Révélations choc : « Le suspect numéro 1 dans l’assassinat de Jovenel Moïse n’a jamais été interrogé par le FBI »

Les autorités haïtiennes auraient sollicité leurs homologues américains afin qu’ils prennent en charge une figure clé de l’enquête sur l’assassinat du président Jovenel Moïse. Pourtant, cet individu demeure en Haïti, sans inculpation aux États-Unis et sans avoir été interrogé par des agents fédéraux, selon des éléments évoqués devant la justice américaine.

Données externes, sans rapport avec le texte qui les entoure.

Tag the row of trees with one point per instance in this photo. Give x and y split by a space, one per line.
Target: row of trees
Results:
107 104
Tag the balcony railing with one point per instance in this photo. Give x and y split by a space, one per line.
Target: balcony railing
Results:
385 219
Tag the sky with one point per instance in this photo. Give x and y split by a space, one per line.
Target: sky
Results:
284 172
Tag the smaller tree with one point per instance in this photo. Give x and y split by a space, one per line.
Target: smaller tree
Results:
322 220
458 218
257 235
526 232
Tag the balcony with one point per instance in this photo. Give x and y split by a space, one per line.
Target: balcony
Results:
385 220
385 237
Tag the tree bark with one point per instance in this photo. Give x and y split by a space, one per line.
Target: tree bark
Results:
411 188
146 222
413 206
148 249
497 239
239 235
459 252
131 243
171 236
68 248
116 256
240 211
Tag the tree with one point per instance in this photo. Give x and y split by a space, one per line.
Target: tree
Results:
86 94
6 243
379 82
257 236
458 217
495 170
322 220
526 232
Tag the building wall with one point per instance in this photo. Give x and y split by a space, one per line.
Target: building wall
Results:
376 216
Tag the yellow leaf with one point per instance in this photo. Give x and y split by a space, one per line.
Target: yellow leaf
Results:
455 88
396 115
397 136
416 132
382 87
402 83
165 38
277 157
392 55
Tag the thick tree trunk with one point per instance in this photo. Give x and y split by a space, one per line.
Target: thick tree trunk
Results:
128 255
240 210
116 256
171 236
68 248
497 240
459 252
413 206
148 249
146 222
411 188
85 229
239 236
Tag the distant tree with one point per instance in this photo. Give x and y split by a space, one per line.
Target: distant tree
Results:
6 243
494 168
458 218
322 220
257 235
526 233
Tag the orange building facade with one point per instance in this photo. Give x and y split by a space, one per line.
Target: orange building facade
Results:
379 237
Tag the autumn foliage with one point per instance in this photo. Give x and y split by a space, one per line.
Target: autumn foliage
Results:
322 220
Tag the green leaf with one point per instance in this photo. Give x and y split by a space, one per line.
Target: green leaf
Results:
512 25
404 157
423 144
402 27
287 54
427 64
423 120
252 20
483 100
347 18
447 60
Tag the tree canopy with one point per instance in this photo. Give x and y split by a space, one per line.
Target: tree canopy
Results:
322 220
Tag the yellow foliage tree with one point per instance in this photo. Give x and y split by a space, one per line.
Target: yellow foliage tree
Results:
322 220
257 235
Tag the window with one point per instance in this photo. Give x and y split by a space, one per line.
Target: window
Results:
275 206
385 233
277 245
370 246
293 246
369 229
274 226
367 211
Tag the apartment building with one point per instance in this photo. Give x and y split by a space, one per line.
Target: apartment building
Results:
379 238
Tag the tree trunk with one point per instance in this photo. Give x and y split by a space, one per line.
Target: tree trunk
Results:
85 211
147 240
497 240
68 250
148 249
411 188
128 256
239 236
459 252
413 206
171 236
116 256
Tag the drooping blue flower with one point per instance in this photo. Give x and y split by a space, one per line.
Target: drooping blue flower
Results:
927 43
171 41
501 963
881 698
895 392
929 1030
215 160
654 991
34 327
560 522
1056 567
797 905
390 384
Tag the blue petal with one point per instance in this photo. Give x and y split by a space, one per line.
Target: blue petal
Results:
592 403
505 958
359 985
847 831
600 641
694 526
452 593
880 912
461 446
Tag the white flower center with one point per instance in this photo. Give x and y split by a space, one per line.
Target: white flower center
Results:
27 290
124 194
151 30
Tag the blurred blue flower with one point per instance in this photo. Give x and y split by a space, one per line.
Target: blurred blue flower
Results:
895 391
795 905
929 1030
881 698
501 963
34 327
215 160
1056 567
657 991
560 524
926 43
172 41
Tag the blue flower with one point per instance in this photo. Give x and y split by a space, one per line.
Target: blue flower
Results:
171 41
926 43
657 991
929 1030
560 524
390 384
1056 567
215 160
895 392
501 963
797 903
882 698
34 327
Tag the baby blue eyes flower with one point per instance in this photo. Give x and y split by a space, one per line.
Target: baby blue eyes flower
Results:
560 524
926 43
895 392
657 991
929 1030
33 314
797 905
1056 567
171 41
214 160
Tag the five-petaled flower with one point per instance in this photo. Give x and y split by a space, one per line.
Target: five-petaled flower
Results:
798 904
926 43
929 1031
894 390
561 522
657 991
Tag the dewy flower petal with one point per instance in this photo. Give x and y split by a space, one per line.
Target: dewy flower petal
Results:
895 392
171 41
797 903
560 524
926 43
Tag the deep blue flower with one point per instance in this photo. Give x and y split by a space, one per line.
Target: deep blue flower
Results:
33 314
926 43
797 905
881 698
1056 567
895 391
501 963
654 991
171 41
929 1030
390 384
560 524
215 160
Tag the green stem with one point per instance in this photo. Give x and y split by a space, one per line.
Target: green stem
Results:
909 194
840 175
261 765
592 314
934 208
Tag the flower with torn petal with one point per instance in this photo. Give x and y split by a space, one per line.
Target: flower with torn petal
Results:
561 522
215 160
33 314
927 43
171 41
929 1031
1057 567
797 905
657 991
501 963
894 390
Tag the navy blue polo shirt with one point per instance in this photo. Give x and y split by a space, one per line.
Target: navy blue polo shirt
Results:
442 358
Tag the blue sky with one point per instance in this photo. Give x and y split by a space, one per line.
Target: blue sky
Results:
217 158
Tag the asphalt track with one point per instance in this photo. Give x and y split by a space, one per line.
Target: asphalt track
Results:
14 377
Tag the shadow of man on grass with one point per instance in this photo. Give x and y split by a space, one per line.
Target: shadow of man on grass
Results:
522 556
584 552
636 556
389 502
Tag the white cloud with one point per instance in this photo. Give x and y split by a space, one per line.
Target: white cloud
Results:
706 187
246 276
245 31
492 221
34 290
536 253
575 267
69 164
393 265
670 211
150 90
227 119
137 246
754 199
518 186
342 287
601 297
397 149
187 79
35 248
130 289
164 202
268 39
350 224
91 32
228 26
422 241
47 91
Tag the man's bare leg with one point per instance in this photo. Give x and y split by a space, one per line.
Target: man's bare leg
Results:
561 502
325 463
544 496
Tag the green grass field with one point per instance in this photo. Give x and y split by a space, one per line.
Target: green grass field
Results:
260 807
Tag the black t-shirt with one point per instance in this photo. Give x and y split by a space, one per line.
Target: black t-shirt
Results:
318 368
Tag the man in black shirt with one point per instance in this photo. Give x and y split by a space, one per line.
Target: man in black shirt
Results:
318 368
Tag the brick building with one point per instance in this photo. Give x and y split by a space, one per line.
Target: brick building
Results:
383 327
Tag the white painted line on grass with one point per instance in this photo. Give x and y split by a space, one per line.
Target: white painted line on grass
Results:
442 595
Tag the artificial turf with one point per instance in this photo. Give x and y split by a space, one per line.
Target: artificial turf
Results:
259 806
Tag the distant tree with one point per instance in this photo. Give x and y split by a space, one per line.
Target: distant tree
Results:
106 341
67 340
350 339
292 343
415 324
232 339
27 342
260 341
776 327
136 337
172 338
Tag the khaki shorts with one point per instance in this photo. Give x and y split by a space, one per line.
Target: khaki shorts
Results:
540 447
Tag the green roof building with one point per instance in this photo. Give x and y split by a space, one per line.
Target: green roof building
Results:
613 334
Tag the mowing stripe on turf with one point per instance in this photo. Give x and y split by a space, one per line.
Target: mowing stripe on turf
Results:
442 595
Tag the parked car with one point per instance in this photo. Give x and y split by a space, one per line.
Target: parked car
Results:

Ces révélations concernent Joseph Félix Badio, ancien cadre de l’unité anti-corruption haïtienne, limogé quelques mois avant le crime. Son nom a refait surface lundi 23 mars lors du contre-interrogatoire d’un agent du FBI ayant agi comme responsable de l’enquête. Pour la défense d’Arcángel Pretel Ortiz, ex-informateur du FBI et ressortissant colombien, il s’agit d’une faille majeure : plus de 200 entretiens auraient été menés sans qu’aucun agent américain ne juge nécessaire de l’interroger.

L’agent spécial Nicholas Rahmer a reconnu avoir entendu, à travers les médias et certains protagonistes du dossier, que les autorités haïtiennes souhaitaient le transfert de Badio vers les États-Unis après son arrestation à Port-au-Prince, au terme de deux années de cavale. Il a toutefois précisé que cette décision ne relevait pas de lui, ajoutant qu’il était désormais éloigné du dossier depuis deux ans.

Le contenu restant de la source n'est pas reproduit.